Histone arginine demethylase JMJD6 is linked to stress granule assembly through demethylation of the stress granule-nucleating protein G3BP1

Wei-Chih Tsai  1 Lucas C Reineke  1   2 Antrix Jain  3 Sung Yun Jung  3 Richard E Lloyd  4
Affiliations

Histone arginine demethylase JMJD6 is linked to stress granule assembly through demethylation of the stress granule-nucleating protein G3BP1

Wei-Chih Tsai et al. J Biol Chem. .

Abstract

Stress granules (SG) are membrane-less organelles that are condensates of stalled translation initiation complexes and mRNAs. SG formation is a cytoprotective response to environmental stress and results from protein interactions involving regions of low amino acid complexity and poorly defined post-translational modifications of SG components. Many RNA-binding proteins are methylated, and we previously demonstrated that the potent SG-nucleating protein G3BP1 is methylated by protein arginine methyltransferase 1 and 5 (PRMT1 and PRMT5).

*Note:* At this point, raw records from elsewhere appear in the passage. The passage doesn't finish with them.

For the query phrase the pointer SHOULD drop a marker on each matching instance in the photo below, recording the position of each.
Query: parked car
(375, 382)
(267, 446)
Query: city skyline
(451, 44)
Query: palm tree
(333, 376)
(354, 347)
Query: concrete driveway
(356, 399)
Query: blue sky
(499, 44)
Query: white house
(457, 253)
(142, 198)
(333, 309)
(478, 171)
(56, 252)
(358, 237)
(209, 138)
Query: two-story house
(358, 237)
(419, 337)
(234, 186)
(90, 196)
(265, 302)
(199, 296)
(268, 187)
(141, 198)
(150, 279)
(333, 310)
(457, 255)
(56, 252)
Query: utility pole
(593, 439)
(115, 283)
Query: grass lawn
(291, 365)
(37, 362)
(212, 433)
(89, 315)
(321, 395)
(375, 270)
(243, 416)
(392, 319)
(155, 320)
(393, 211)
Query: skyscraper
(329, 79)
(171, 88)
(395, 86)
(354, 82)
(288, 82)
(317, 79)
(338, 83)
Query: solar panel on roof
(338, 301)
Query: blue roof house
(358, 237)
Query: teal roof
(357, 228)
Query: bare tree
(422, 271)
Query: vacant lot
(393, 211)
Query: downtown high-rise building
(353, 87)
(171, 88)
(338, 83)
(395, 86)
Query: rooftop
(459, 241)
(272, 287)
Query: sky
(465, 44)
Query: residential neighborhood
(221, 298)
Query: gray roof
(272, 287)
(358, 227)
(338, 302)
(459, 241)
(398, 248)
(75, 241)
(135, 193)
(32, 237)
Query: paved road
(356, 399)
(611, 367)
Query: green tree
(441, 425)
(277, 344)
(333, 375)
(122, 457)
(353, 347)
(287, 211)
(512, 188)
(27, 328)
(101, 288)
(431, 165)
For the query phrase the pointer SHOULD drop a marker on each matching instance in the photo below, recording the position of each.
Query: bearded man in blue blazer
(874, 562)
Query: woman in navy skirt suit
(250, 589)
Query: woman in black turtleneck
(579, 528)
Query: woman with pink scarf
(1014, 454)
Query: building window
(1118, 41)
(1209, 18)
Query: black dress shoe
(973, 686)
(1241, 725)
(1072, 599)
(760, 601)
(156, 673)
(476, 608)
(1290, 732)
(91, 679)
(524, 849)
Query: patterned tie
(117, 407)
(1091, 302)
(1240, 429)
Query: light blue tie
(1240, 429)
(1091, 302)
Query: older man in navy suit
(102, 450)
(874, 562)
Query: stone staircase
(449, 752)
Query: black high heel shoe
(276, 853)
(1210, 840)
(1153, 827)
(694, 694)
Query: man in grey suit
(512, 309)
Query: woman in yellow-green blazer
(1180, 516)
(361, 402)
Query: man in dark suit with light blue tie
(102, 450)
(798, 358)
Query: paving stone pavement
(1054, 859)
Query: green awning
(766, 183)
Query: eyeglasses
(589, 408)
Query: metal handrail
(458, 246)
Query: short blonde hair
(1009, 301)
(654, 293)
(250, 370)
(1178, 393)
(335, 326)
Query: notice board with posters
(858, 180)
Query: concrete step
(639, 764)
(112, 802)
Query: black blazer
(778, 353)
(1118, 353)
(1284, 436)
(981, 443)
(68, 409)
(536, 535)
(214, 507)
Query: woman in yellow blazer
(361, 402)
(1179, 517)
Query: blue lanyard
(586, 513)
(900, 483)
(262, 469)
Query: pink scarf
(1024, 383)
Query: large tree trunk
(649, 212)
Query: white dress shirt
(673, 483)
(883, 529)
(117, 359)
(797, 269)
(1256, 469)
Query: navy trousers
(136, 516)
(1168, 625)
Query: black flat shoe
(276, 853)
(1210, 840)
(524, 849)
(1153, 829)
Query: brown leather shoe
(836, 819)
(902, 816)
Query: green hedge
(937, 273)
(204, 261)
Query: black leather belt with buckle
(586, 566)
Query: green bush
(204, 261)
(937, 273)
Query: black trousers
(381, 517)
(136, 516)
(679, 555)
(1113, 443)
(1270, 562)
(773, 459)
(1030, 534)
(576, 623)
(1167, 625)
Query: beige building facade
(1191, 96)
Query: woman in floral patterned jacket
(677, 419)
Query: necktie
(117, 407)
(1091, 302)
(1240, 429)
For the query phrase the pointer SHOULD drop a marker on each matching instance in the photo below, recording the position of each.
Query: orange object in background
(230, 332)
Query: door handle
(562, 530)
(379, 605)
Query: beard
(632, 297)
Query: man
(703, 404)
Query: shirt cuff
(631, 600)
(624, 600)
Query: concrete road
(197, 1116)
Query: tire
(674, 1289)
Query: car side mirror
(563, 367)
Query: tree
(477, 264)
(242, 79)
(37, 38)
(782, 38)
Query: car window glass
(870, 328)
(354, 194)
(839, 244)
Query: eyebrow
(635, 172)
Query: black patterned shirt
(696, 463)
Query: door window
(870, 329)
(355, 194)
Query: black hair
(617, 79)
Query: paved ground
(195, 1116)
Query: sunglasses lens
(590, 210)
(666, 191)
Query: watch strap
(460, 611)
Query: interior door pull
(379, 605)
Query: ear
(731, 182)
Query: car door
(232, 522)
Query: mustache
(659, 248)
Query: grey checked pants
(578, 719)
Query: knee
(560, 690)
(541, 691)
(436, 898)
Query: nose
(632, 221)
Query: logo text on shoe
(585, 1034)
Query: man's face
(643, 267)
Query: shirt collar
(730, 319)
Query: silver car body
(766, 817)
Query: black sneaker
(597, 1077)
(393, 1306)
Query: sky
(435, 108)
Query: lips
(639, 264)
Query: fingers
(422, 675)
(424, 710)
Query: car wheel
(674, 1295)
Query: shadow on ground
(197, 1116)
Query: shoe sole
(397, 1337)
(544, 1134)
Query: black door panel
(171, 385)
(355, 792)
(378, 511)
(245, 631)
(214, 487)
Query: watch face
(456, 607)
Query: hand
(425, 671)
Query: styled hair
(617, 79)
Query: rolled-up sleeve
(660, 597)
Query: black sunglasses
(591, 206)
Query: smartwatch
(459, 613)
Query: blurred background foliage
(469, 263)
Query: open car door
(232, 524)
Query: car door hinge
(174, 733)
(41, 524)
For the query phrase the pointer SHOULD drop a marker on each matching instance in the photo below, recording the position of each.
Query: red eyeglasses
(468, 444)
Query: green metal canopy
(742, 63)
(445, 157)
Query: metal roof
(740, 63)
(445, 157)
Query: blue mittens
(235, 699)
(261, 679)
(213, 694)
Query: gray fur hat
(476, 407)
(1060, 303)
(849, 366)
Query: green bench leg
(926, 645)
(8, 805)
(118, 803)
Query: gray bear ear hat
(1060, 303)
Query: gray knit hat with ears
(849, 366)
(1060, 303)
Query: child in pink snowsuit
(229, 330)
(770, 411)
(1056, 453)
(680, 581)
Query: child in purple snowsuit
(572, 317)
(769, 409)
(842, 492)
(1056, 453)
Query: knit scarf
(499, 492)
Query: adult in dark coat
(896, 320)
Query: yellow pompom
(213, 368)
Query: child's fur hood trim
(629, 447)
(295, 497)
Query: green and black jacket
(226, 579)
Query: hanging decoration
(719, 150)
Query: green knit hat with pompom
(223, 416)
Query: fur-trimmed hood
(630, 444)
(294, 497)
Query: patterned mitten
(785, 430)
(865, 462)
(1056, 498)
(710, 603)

G3BP1 methylation represses SG formation and is reversible. Here we functionally link JMJD6 (Jumonji C domain-containing protein 6) to G3BP1 demethylation. Our findings reveal that JMJD6 is a novel SG component that interacts with G3BP1 complexes, and its expression reduces G3BP1 monomethylation and asymmetric dimethylation at three Arg residues. Knockdown of JMJD6 repressed SG formation and G3BP1 demethylation, but SG formation and G3BP1 demethylation were rescued with catalytically active but not mutant JMJD6. These results suggest that JMJD6 functions directly or indirectly as an arginine demethylase of G3BP1 that promotes SG formation.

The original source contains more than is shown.